Can I use the conditional operator in such a way that,if the conditions meets,it will assign the value,and if not it will do nothing.
What I mean is this possible?
apointer=(afunc())?afunc():donothing;
Here, afunc() returns a pointer with the same type as apointer.This function returns NULL value if an error occurs so apointer will be assigned a NULL in this case.How can I avoid that?
Here, afunc() returns a pointer with the same type as apointer.This function returns NULL value if an error occurs so apointer will be assigned a NULL in this case.How can I avoid that?
Use a simple if instead of the conditional operator
But wouldn't it be more efficient to create a pointer on the heap if it was being created in the main function? Assuming that it is being made in the main function.

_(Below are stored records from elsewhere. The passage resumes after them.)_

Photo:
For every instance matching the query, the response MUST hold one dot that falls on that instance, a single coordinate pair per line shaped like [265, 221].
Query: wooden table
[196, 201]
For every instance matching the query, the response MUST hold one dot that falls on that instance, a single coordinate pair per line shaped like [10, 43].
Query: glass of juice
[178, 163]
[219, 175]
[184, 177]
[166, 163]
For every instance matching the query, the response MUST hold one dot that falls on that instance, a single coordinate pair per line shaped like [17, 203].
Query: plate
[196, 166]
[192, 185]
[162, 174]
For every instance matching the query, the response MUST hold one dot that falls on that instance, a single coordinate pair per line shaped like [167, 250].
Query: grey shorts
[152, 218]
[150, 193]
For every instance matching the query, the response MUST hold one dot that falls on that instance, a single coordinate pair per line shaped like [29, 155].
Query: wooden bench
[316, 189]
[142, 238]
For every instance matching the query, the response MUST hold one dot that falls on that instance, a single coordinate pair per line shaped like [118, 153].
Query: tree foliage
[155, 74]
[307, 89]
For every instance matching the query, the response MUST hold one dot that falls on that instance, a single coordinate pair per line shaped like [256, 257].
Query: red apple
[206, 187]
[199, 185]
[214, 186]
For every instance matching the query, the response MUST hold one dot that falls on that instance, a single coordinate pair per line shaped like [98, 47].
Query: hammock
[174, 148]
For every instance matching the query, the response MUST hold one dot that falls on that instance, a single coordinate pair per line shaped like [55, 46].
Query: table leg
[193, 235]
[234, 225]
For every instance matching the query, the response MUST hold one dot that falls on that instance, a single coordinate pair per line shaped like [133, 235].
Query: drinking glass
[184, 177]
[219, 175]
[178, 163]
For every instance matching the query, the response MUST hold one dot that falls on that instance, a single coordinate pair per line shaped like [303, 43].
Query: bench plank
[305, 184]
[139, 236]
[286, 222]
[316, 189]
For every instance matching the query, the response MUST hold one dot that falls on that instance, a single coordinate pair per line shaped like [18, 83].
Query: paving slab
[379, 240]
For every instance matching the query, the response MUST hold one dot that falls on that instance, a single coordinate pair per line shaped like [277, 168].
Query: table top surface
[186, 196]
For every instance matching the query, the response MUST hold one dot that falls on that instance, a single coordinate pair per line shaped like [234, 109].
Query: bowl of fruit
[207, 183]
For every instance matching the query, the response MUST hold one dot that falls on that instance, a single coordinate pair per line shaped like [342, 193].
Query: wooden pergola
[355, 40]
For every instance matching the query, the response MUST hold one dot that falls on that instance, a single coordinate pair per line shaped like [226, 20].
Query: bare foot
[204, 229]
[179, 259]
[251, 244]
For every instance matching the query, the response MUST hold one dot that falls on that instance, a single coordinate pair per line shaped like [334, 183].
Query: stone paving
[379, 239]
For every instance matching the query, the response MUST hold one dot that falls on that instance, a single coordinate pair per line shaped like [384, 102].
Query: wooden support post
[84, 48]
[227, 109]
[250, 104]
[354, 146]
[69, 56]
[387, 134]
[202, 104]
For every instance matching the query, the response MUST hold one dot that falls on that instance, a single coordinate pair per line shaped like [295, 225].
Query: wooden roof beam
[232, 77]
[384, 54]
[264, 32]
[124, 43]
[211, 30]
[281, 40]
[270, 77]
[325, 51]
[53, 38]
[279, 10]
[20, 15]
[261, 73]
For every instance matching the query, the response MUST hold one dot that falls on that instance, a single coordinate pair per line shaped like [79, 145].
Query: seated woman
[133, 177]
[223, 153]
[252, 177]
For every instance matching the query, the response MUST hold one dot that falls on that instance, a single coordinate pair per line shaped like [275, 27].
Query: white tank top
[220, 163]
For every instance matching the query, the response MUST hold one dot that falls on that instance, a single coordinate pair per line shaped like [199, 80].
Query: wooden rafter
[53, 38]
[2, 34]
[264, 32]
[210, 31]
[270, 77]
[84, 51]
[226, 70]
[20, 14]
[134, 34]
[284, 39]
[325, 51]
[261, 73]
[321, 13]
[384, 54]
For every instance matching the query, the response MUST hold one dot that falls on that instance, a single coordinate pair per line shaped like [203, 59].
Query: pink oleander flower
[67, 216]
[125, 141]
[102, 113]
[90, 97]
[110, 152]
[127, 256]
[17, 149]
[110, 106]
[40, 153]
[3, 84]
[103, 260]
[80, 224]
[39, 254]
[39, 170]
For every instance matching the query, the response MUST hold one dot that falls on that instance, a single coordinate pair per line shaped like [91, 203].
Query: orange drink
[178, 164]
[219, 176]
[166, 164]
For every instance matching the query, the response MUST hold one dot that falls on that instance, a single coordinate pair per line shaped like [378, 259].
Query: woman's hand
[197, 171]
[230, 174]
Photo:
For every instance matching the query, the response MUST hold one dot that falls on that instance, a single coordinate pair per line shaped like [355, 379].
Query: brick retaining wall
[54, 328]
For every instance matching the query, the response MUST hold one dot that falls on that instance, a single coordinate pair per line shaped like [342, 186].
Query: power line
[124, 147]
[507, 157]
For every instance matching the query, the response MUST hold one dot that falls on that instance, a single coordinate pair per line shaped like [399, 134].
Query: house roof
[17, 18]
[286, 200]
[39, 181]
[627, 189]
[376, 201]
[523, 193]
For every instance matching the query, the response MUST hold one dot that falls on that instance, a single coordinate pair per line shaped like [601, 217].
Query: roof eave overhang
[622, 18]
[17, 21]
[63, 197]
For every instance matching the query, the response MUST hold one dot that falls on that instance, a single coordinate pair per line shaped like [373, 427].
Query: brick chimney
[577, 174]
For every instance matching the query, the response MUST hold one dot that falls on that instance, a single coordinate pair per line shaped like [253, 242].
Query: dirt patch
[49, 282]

That way, the pointer would only be on the heap until the assignment was made, then it would be removed from the heap. Rather than creating a pointer on the stack until the program had been exited.
new pointer = afunc();
if( new pointer )
aPointer = new pointer
delete new pointer
ptr is not being stored on the heap, only the object it points to. If it goes out of scope, ptr is destroyed because it's an automatic variable, stack allocated, but the object it points to isn't.
You could also do
apointer = (apointer=afunc()) ? apointer : donothing;
The power of the assignment operator :)
Thanks sachav,that was the power I was looking for :)
although that donothing is still symbolic.
Btw,I think I should use a new dummy pointer to keep the result of the function,in an if statement,as Lynx gave above,to prevent apointer from taking NULL value,because that NULL value creates problem when I display all the pointed objects in the array.
Its nice to read your discussions,but I passed that example using an extra dummy variable. The reason I asked such a question is that,the author of the book is so stingy about memory usage.Otherwise, since Im not coding a program with thousands of hundreds of lines and variables, an extra variable is not problem :)
What Bazzy said. Unless you need to do that with a bazillion recursions you don't really have to care about the memory you need for one extra variable.